Contributed by Gigimo
Description: A Nevada Man's New Suit. How it Feels to Wear a Coat of Tar and Feathers Next to the Skin.Date: December 19 1882
Newspaper published in: St. Louis, MO
(From the Virginia Chronicle.)
"Most people," said a prominent Renoite to a Chronicle reporter today, "don't know what a terrible punishment tarring and feathering really is. They suppose that it is nothing worse than a badge of infamy, rather uncomfortable, perhaps, but not painful unless the tar gets into the eyes. This is a great mistake. I helped to daub JONES. He was a disgrace to humanity and he deserved what he got.
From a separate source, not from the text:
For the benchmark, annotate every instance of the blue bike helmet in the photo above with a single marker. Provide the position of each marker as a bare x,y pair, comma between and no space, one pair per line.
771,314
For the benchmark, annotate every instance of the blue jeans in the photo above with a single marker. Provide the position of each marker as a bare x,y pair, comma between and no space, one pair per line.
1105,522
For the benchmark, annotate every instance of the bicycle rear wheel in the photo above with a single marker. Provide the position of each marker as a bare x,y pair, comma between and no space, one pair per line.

But I had no idea until I saw that fellow plastered what a tough deal the process is. We painted him all over pretty thick with a broom and some enthusiastic vigilante poured a few gallons of tar on his head. Then the feathers, taken from a big pillow, were dusted on him, and he stood out, white and fluffy, in the starlight, like some huge and grotesque looking bird. He had to put his clothes on over the whole mess, and then he was ridden on a rail for fifty yards or so,and we put him on board the West-bound train at midnight, with instructions not to come back on pain of being hanged.
"I saw him on the train. He was sitting with his head on his arms on the back on the seat in front of him. The tar was so thick on his head that it covered the hair out of sight, and his poll shone in the light of the car lamps like a black rubber ball just dipped in the water. The poor fellow was groaning, and I couldn't help feeling mean at having taken a hand in the job. You see the body is covered with short hair, and when tar hardens a little the slightest movement causes acute pain, as if one's beard were being pulled out with pincers, hair by hair. Then there is the stoppage of all perspiration, which would soon kill a man if he didn't make lively time in getting scrubbed.
"Besides, the smell of the tar turns the stomach, and about half an hour after a man has been coated he must feel mighty sorry he wasn't hanged. Then comes the scrubbing with oil. It took two Chinamen and a darkey three days in Truckee to reduce JONES to a mild brown. The rubbing makes the skin tender, and the body must be as sore as a boil for weeks.